Should Mozilla use Freenode for IRC communication?

Al

By and large, the Mozilla community uses an Internet Relay Chat (IRC) server operated by MoCo at irc.mozilla.org (IMO). For day to day operations, IMO is used by a variety of groups and projects for communication. For the people that I work most closely with, we use the server for release management of security releases and for overall quality assurance efforts. The development team uses it quite heavily for intercommunication in the #developers channel.

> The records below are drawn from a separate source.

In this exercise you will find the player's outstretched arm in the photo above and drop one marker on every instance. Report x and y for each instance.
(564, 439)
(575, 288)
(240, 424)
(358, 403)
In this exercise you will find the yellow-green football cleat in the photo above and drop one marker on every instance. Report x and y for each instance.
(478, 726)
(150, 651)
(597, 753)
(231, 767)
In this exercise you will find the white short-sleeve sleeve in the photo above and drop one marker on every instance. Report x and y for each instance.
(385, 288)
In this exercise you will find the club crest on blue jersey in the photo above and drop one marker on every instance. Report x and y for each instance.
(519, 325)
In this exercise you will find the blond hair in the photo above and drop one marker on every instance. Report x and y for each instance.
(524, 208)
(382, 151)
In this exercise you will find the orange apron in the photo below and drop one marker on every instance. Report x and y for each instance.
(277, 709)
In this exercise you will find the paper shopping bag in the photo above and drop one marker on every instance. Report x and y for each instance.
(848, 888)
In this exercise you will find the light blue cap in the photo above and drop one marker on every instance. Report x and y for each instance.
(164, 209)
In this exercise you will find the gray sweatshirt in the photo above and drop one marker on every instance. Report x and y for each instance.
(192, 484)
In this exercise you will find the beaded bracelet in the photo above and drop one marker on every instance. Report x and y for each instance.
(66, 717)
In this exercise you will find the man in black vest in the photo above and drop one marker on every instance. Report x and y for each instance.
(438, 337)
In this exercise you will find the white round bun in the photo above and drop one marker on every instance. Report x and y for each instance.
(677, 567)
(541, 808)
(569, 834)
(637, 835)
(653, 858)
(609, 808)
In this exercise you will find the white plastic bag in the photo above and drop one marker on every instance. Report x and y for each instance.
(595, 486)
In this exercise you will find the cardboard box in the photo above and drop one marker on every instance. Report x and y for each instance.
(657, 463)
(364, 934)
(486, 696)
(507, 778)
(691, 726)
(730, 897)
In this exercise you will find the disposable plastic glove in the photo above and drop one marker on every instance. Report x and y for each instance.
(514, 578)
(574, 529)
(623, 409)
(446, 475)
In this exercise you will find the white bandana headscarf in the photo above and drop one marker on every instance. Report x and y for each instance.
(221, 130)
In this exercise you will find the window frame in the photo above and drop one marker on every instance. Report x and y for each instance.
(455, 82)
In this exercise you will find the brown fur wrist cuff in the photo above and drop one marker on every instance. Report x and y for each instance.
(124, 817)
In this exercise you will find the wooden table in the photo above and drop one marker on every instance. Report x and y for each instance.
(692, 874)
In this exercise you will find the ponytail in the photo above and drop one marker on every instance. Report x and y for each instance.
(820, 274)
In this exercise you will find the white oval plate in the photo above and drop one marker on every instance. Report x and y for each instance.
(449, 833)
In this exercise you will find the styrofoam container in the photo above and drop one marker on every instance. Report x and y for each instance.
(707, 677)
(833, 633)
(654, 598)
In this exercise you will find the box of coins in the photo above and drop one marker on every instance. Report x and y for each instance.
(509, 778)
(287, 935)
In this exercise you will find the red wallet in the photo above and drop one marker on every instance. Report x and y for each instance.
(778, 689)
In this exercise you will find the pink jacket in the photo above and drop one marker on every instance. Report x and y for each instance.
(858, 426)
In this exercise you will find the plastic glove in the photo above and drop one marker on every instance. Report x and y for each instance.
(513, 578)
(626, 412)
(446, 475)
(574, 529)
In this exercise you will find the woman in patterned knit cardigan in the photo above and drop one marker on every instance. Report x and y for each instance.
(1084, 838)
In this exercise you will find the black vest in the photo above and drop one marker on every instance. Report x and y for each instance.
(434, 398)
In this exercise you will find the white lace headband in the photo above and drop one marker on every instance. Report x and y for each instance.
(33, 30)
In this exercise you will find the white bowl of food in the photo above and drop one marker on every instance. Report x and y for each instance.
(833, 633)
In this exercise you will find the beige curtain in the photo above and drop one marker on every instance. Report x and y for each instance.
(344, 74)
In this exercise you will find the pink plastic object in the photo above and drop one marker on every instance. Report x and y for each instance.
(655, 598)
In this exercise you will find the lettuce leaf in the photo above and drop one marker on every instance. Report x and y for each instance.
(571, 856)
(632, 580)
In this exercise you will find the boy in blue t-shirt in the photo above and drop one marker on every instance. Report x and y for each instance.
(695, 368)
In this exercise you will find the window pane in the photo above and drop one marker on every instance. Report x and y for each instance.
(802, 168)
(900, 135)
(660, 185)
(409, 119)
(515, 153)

Much of the open source community uses Freenode for IRC communication. The entire Ubuntu project uses it. I know that the Python community uses it quite heavily. The local hackerspace, Noisebridge, even has a channel (#noisebridge). In fact, every project that I know of that has a public face on IRC uses Freenode except Mozilla projects.

Given the cross-group nature of open source, where people often participate in many projects depending on their interests, I really think that Mozilla should move to Freenode. The current situation with irc.mozilla.org feels like a semi-private walled garden. It is a public server, yes, but it is cut off from many of our natural allies. Let’s face it, people are fundamentally lazy in many ways and the extra work that it takes to join another IRC server when someone is already active on Freenode means that many people probably don’t bother to come to the Mozilla IRC server.

A while back, as part of my work in the Mozilla QA organization, I set up #mozilla-quality on Freenode and submitted the paperwork to reqister Mozilla QA as the owner of that channel. We don’t have a lot of people drop into the channel but we get a few irregularly, often looking for help. I have personally seen that when, in response to questions that they want to direct at developers, they are directed to irc.mozilla.org, most of them do not go to the directed channels on the server.

It would be quite easy to register ownership of “mozilla-” on Freenode and to move the bulk of IRC conversations to that network. I think it would be a win-win situation for working with community there and would make Mozilla a lot more accessible to others.

This is something that will probably need to be debated and discussed in newsgroups but I wanted to post something here before beginning that discussion in order to see what the readers of planet.mozilla.org felt about the matter. If you have thoughts on this, please comment.